Pigeons eat brassicas. I know this because I spend a fair proportion of my working life writing about pigeon damage to oilseed rape crops.
Despite this, and the fact that my allotment neighbour complained to me just the other week about how the pigeons had eaten all of her brassicas, I decided to leave them exposed and vulnerable.
In my last post I was just starting to salivate over the promise of lots of purple heads, and duly headed up there one weekend to pick my first harvest.
Let’s just say it was disappointing.
Having whipped up a frenzy of excitement at home for the first sprouting broccoli I arrived at the plot to find my beautiful, healthy, robust brassica plants annihilated.
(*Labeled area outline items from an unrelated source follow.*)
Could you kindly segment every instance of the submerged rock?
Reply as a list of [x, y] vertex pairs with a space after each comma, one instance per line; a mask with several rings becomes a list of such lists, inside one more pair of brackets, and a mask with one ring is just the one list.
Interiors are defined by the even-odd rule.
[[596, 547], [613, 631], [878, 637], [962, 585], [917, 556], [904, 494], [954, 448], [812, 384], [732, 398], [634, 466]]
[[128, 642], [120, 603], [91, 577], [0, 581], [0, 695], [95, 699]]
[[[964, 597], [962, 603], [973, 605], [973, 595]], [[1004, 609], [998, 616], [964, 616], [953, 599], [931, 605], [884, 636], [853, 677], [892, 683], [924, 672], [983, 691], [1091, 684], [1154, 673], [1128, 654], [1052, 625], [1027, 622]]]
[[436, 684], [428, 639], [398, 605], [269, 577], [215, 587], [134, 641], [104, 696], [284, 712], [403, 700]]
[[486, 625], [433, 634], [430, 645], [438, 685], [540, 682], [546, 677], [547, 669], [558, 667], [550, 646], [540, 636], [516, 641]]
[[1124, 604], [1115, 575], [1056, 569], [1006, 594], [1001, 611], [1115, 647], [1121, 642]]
The lovely purple flower heads were gone, and the growing tips shredded. One pigeon even shat on a plant just to really rub in how much he had enjoyed the banquet.
Luckily they didn’t eat all of broccoli which was ready, but it was very slim pickings. Dinner was sparse.
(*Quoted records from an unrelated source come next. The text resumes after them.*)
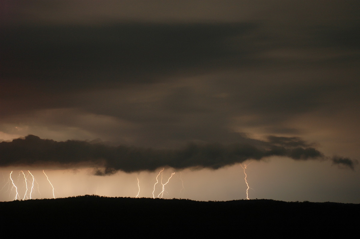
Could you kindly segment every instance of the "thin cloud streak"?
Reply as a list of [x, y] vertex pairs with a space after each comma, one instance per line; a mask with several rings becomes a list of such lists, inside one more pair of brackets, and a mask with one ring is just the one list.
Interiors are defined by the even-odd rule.
[[[273, 156], [302, 160], [325, 158], [321, 152], [299, 138], [271, 136], [269, 139], [268, 141], [254, 140], [256, 143], [252, 144], [191, 143], [178, 150], [155, 150], [126, 146], [114, 147], [80, 141], [58, 142], [28, 135], [12, 142], [0, 143], [0, 166], [69, 167], [87, 165], [102, 168], [96, 170], [95, 174], [105, 175], [118, 171], [153, 171], [161, 167], [177, 170], [217, 169], [249, 159], [260, 160]], [[333, 162], [354, 169], [356, 161], [337, 158]]]

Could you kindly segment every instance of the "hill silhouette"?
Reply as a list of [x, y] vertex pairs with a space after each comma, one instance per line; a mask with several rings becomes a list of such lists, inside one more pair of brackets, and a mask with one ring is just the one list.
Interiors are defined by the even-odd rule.
[[127, 238], [181, 235], [292, 237], [347, 234], [356, 228], [360, 204], [85, 195], [1, 202], [0, 211], [1, 225], [7, 230], [55, 237], [71, 234]]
The motto of the story is, if you aren’t growing brassicas near enough to be able to scare them off, then they need to be netted again in January.
I hate netting my plants. This is partly my own fault because I haven’t yet got round to constructing proper frames which can be netted and then just popped over the plants.
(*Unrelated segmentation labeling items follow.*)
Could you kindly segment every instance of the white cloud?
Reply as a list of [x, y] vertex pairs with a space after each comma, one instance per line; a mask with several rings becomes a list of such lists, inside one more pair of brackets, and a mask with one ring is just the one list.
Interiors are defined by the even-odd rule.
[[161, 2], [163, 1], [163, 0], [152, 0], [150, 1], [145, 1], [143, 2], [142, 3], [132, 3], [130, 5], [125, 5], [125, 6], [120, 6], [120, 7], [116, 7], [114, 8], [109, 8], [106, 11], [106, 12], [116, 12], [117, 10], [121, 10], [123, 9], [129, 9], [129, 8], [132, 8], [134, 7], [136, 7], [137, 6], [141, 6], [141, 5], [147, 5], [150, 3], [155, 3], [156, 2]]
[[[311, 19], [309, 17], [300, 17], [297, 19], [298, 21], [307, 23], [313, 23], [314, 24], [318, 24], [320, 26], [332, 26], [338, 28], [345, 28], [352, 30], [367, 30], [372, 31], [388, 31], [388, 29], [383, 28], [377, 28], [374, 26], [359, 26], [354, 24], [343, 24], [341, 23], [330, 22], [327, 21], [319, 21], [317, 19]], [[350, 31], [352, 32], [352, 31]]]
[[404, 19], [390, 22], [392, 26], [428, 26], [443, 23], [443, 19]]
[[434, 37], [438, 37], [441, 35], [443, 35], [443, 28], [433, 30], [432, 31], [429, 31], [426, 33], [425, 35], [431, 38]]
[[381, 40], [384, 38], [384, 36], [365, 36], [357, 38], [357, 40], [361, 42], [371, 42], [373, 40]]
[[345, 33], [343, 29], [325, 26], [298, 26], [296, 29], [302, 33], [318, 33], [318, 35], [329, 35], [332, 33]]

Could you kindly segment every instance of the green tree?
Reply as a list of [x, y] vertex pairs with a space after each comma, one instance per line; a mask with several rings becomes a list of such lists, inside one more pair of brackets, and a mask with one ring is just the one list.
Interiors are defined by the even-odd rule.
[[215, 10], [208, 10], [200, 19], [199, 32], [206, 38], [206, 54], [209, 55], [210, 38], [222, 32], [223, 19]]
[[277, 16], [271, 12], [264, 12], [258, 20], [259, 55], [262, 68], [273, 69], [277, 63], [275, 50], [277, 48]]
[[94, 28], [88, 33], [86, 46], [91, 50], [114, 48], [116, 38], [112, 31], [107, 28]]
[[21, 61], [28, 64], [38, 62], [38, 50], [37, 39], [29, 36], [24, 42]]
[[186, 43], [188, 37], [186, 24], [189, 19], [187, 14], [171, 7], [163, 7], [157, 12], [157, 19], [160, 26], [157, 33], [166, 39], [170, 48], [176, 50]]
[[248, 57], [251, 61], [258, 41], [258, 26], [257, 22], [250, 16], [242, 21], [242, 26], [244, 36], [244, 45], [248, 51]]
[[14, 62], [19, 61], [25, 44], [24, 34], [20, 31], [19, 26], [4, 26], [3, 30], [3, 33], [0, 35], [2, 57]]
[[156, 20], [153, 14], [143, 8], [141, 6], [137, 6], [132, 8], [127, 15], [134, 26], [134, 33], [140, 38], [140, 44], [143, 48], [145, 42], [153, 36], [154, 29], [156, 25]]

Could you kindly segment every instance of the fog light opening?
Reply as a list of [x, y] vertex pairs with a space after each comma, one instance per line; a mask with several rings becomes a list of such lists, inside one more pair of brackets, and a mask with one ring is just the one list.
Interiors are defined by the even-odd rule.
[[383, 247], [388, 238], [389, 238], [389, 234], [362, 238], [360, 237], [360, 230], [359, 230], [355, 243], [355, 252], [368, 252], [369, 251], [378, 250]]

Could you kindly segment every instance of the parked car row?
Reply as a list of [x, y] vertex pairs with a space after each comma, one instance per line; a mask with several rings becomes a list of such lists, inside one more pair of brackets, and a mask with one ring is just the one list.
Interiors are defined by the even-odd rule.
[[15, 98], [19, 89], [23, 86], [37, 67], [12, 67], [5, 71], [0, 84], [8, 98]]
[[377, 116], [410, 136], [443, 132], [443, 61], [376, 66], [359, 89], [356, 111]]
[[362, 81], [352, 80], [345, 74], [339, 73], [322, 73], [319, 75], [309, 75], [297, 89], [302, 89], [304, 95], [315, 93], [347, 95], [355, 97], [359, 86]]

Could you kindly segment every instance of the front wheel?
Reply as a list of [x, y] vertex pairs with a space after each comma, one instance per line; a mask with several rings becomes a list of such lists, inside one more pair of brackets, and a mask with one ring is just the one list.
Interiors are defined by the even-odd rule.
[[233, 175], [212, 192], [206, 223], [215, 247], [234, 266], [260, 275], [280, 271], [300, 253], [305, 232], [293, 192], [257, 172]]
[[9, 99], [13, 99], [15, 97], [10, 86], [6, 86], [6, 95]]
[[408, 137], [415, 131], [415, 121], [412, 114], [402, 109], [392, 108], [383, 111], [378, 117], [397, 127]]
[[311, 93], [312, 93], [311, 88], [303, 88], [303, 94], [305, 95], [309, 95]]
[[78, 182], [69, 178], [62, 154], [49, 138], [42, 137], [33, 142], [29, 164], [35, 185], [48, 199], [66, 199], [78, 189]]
I prefer instead to dot canes covered in upturned milk bottles around the place and then haphazardly stretch the nets over this construction, held down at the edges by some plastic pegs.
It’s cheap, and relatively effective, but does mean I will not be weeding that area again until the net comes off – wrestling to get it off each time is just too much of a hassle.
Leaving the weeds means they grow through the net at the bottom and there comes a point when you couldn’t get the net off even if you wanted to.
For this reason, as soon as the cabbage white butterfly is out of the picture in the autumn I whip all the nets off and free my brassicas.
It’s a flawed bit of construction, but does mean you get to have broccoli for dinner, so instead of harvesting I set to work netting what remained of my crop.
The good part about it being sprouting broccoli is the plants which have been eaten should produce more stems, so if the net holds up there should still be adequate broccoli for my needs.
I can’t blame Mr Pigeon for sampling my florets, they really are worth growing. I am not a fan of the type of broccoli sold in supermarkets at all – I don’t like the thick and woody stem and find the whole thing rather tasteless.